It’s been a long courtship, full of ups and downs. But it appears that Sun Pharma of India will finally complete an acquisition that began with a buyout offer in 2007, gaining full control of Taro Pharmaceutical Industries.
Sun, which already owns 78.5% of Taro—which already makes it a subsidiary—has offered to buy up the company’s remaining shares for $38 each, according (PDF) to a filing with the Bombay Stock Exchange. The deal would come to $307 million and would provide a 41.5% premium on Taro’s stock price over the last 60 days, the filing said.
“We believe that the proposed transaction provides a compelling liquidity opportunity for the company’s shareholders,” Sun wrote in the filing.
Generic drugmaker Taro has assets of $1.3 billion, with cash and short-term bank deposits totaling $274 million. Taro, which does most of its business in the United States and Canada, pulled in $573 million during its fiscal year 2023.
In 2005, Taro had revenue of $298 million and grew quickly, peaking at $951 million in 2016, before the company became one of several generics sellers entangled in a U.S. Department of Justice price-fixing probe.
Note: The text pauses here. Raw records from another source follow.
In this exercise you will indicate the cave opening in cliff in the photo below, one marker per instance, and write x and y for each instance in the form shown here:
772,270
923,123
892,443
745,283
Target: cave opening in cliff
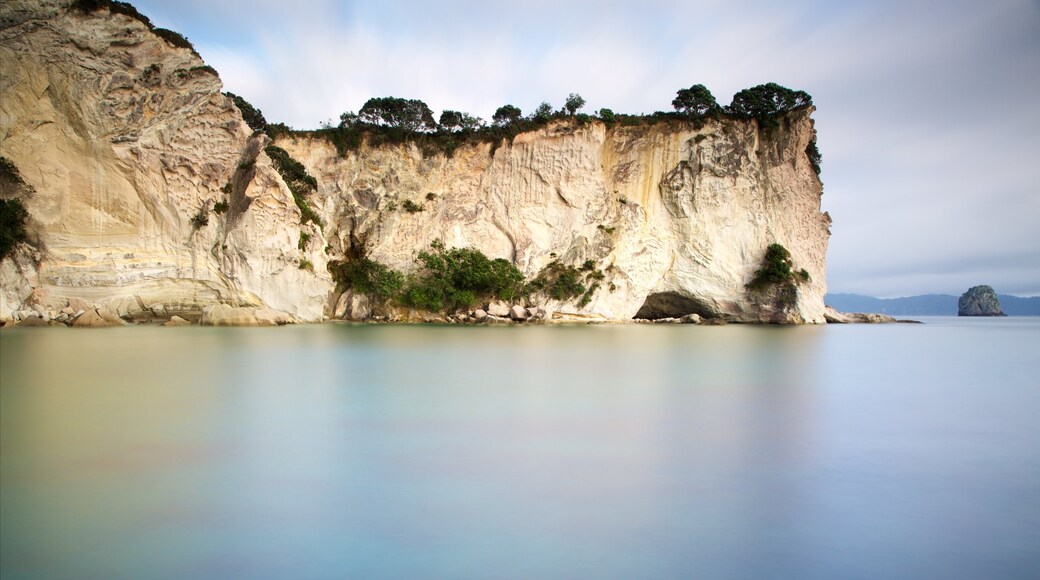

In 2020, Taro agreed to pay $419 million to turn witness and avoid prosecution on two criminal conspiracy charges. Two months ago, Sun paid $75 million to settle its portion of the case.
In 2007, Sun attempted to acquire (PDF) the Israeli company for $454 million, or $7.47 per share. In 2012, Sun paid $39.50 per share to acquire 77% of the company with the intent of making Taro a privately-held subsidiary. But six months later, Taro shareholders rejected the $685 million deal.
Now the buyout appears on the verge of getting done for approximately the same price per share as what Sun paid more than a decade ago.
When Sun first proposed a buyout in 2007, Taro was losing money. But shortly afterward, the company’s fortunes began to turn, convincing stockholders that Taro was undervalued.
“Sun Pharma’s track record with acquisitions and deals has been good. So overall, this seems to be a good proposition for the company,” Vishal Manchanda, an analyst with Systematix Corporate Services, said in a note to investors, according to BQ Prime.